The first differentiation with respect to the parameters in matrix
and with respect to
is
and the expected information matrix for the parameters in matrix
is given by
5. Conclusions
This paper studied the VAR model with the innovation using Factor-GARCH process in order to investigate the time-varying market volatility and correlation between the international oil market and China’s renewable energy market during the period of 2014 to 2018. The Factor-GARCH model represents a significant methodological departure from the existing CCC-GARCH model in the literature by demonstrating a more direct indication of evolution of the market co-movement, where the dynamics of correlation is time dependent. Our key findings are threefold. First, using a VAR model with Granger causality test, we found that the international oil market is useful in forecasting China’s renewable energy market. Moreover, in terms of impulse response function, international oil shock has a negative effect on China’s renewable energy market in the short run. Second, by modelling market risk, it also indicates that the fluctuations of international oil prices have an influence on the stock price fluctuations of Chinese renewable energy listed companies. Finally, the Factor-GARCH model was applied and results showed that the volatility of the yield of the renewable energy stock index peaked on July 15, 2015; September 2, 2015; and February 1, 2016, respectively. The dramatic change in volatility in China’s renewable energy stocks may be affected by other driving forces, including the domestic renewable energy market situation, global stock market performance, global financial market performance, and traditional energy prices. In addition, the correlation for both international oil and China’s renewable markets exhibited the characteristics of time-varying, volatility clustering, and similar motility.

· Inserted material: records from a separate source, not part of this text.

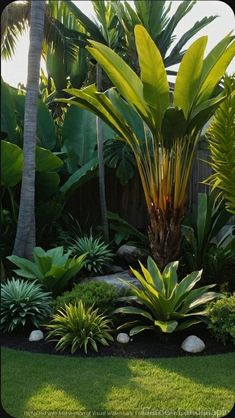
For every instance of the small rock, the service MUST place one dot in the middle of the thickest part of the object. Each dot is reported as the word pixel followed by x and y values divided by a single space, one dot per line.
pixel 193 344
pixel 131 254
pixel 123 338
pixel 36 335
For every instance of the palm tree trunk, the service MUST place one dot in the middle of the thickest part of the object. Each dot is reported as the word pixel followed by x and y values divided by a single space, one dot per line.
pixel 25 234
pixel 100 143
pixel 165 235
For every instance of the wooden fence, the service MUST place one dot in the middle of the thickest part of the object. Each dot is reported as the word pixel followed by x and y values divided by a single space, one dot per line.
pixel 128 200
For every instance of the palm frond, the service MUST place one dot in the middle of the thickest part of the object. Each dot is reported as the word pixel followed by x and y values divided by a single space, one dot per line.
pixel 14 22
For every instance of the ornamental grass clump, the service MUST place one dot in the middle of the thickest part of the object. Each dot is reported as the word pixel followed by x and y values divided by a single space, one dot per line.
pixel 98 254
pixel 166 304
pixel 23 304
pixel 77 327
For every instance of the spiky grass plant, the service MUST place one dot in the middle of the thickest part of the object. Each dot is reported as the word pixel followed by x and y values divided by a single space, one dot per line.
pixel 22 304
pixel 77 327
pixel 98 254
pixel 221 135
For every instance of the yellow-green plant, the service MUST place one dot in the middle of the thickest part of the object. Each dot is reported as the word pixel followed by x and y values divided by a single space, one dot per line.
pixel 221 135
pixel 165 304
pixel 165 155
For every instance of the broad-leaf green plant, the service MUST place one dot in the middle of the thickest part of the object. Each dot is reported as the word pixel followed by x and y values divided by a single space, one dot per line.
pixel 171 130
pixel 164 304
pixel 77 327
pixel 221 136
pixel 54 269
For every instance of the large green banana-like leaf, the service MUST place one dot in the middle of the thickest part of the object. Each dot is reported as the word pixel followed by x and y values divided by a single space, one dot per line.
pixel 128 113
pixel 11 164
pixel 176 53
pixel 46 160
pixel 8 117
pixel 153 74
pixel 215 73
pixel 188 77
pixel 103 107
pixel 122 76
pixel 79 137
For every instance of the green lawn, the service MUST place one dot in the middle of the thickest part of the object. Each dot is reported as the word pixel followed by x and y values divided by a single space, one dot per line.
pixel 46 385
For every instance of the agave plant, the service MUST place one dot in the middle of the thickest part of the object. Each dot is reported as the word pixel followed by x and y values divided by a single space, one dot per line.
pixel 221 135
pixel 52 268
pixel 168 305
pixel 22 304
pixel 77 327
pixel 165 155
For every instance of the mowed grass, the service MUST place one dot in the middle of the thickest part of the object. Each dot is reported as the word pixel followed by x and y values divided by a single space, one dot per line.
pixel 47 385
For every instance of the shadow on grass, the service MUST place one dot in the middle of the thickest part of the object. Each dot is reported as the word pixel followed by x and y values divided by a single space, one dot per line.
pixel 36 382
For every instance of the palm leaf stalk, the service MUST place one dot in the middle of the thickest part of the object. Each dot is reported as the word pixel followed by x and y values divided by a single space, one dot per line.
pixel 221 136
pixel 165 157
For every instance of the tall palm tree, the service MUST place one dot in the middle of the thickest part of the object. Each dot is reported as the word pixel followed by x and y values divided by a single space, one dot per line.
pixel 25 234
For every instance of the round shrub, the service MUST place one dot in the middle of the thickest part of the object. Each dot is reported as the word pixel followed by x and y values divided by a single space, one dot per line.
pixel 99 294
pixel 76 327
pixel 98 254
pixel 22 304
pixel 221 316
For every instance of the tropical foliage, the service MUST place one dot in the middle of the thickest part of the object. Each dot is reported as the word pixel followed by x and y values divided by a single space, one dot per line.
pixel 54 269
pixel 78 327
pixel 98 254
pixel 221 316
pixel 221 135
pixel 200 232
pixel 164 304
pixel 98 294
pixel 23 304
pixel 164 159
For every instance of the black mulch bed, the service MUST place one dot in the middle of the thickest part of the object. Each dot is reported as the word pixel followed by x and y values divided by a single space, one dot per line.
pixel 144 345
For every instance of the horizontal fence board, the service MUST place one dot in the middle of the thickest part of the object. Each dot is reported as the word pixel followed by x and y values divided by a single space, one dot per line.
pixel 128 200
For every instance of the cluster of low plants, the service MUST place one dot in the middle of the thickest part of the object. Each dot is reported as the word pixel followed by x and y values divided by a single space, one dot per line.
pixel 54 269
pixel 79 327
pixel 221 315
pixel 201 248
pixel 164 304
pixel 23 304
pixel 101 295
pixel 98 254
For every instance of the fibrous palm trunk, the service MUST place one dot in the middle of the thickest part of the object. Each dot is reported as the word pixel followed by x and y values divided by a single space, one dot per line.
pixel 165 235
pixel 100 143
pixel 25 234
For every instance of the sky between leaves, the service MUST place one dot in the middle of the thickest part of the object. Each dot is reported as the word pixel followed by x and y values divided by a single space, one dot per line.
pixel 15 70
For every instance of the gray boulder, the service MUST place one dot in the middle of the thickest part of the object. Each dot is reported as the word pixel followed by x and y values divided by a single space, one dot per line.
pixel 131 254
pixel 123 338
pixel 36 335
pixel 193 344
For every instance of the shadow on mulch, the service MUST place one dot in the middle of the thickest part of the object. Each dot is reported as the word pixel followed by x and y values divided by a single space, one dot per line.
pixel 144 345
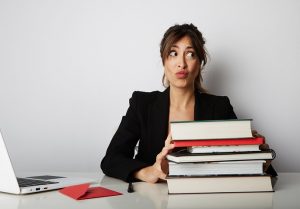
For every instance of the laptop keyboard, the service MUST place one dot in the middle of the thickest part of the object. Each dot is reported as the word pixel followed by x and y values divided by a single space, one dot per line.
pixel 24 182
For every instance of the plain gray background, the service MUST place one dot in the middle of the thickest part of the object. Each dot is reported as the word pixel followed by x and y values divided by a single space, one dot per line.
pixel 68 69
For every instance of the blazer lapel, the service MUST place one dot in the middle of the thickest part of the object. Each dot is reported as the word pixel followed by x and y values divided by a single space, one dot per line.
pixel 158 114
pixel 202 110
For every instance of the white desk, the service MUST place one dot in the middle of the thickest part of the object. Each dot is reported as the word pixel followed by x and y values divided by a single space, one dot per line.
pixel 154 196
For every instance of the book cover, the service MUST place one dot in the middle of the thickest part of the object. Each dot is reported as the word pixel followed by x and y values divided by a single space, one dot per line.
pixel 184 156
pixel 216 168
pixel 219 184
pixel 211 129
pixel 217 142
pixel 223 148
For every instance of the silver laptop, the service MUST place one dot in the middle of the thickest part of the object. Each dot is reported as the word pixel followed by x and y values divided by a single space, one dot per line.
pixel 9 183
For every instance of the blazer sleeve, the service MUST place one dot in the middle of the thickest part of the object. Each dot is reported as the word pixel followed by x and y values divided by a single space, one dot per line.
pixel 118 161
pixel 223 109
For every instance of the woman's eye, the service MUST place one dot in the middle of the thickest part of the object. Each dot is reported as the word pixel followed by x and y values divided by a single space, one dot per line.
pixel 173 53
pixel 190 55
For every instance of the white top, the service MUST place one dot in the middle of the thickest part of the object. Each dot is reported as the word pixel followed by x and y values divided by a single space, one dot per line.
pixel 154 196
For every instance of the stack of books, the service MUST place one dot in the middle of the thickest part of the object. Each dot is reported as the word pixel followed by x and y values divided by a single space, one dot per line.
pixel 217 156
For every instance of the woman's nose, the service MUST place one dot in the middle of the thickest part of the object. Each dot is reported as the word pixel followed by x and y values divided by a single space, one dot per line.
pixel 181 62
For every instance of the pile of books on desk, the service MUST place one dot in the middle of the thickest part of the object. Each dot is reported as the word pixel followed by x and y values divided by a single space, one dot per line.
pixel 217 156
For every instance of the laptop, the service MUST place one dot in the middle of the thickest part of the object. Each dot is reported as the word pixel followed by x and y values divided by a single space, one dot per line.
pixel 9 183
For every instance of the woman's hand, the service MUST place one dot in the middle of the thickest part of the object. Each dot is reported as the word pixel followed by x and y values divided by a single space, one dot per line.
pixel 159 169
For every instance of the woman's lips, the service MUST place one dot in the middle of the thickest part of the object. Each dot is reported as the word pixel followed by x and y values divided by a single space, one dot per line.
pixel 181 74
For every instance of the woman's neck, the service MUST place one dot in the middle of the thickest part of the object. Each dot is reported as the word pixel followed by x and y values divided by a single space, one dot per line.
pixel 182 98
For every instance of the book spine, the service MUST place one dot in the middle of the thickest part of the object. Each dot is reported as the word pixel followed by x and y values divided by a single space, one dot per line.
pixel 218 142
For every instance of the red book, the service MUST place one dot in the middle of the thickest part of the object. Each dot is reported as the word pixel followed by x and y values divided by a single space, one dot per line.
pixel 218 142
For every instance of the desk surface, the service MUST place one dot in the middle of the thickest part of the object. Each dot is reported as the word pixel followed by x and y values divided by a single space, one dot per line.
pixel 155 196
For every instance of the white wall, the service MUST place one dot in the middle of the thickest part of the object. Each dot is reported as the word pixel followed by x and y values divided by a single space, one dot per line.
pixel 68 68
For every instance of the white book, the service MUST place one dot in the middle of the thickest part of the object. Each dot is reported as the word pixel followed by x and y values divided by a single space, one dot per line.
pixel 186 157
pixel 217 168
pixel 211 129
pixel 219 184
pixel 227 148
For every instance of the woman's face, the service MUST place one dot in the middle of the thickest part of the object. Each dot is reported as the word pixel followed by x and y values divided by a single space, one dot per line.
pixel 182 65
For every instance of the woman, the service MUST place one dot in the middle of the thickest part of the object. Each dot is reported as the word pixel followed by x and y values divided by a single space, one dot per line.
pixel 147 119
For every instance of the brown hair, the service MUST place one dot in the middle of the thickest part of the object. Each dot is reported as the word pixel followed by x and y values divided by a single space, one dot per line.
pixel 174 34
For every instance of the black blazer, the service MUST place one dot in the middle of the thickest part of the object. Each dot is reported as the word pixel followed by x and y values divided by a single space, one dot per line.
pixel 147 121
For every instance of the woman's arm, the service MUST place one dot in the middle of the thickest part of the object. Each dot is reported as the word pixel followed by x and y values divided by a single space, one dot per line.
pixel 159 169
pixel 118 161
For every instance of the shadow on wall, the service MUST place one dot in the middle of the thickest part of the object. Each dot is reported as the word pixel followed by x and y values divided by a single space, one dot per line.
pixel 216 78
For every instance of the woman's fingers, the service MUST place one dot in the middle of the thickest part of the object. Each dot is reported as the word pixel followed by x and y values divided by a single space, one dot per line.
pixel 168 140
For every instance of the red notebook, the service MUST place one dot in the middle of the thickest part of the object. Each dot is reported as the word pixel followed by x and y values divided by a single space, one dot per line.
pixel 84 191
pixel 218 142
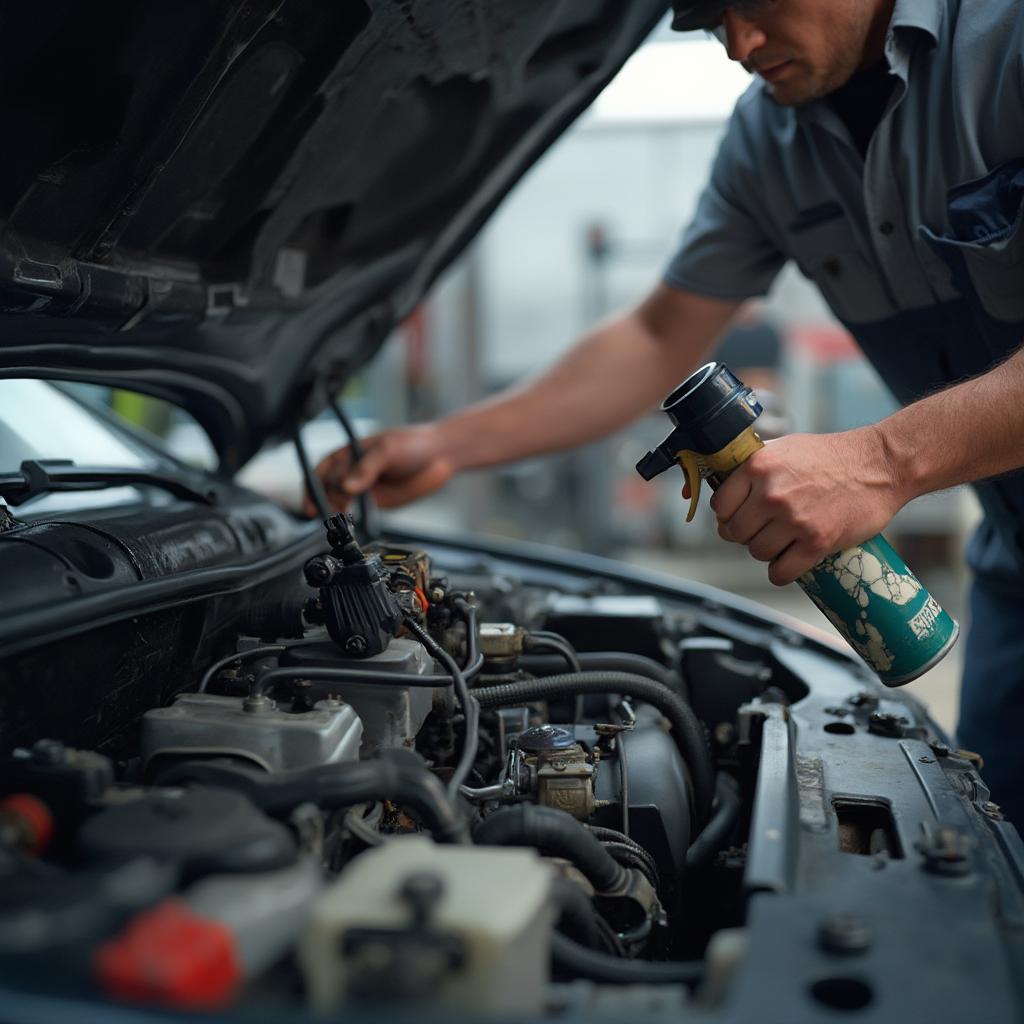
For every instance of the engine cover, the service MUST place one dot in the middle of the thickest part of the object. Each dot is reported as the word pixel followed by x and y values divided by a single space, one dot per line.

Affected by factors such as transnational politics, global financial markets, and crude oil supply and demand, the international crude oil market is highly volatile. Therefore, the Chinese government pays special attention to the fluctuations of the international crude oil market. The administration may adopt appropriate subsidy measures for China’s renewable energy industry when necessary. This approach might alleviate the impact of the international crude oil market on China’s emerging industries. Moreover, renewable energy companies should also be concerned about their risks and take effective risk prevention measures. While paying attention to international oil prices, renewable energy firms may also consider the impact of the domestic stock market, global financial market, and prices of traditional energies on renewable industry. Confronted with various risks, enterprises need to adjust their development strategies in a timely manner and prepare for technology investment and reserves in the early stage in order to maintain long-term sustainable development. In addition, investors may focus on different investment-related information, including news and current affairs, international politics, and the Chinese and international financial market dynamics. When investing in relevant stocks for the renewable energy sector, considering the price spillover and fluctuation transmission effects, investors should pay attention to the uncertainties of the international oil price fluctuations on the renewable energy stocks. In addition, relevant renewable energy-related policies proposed by the state are also important.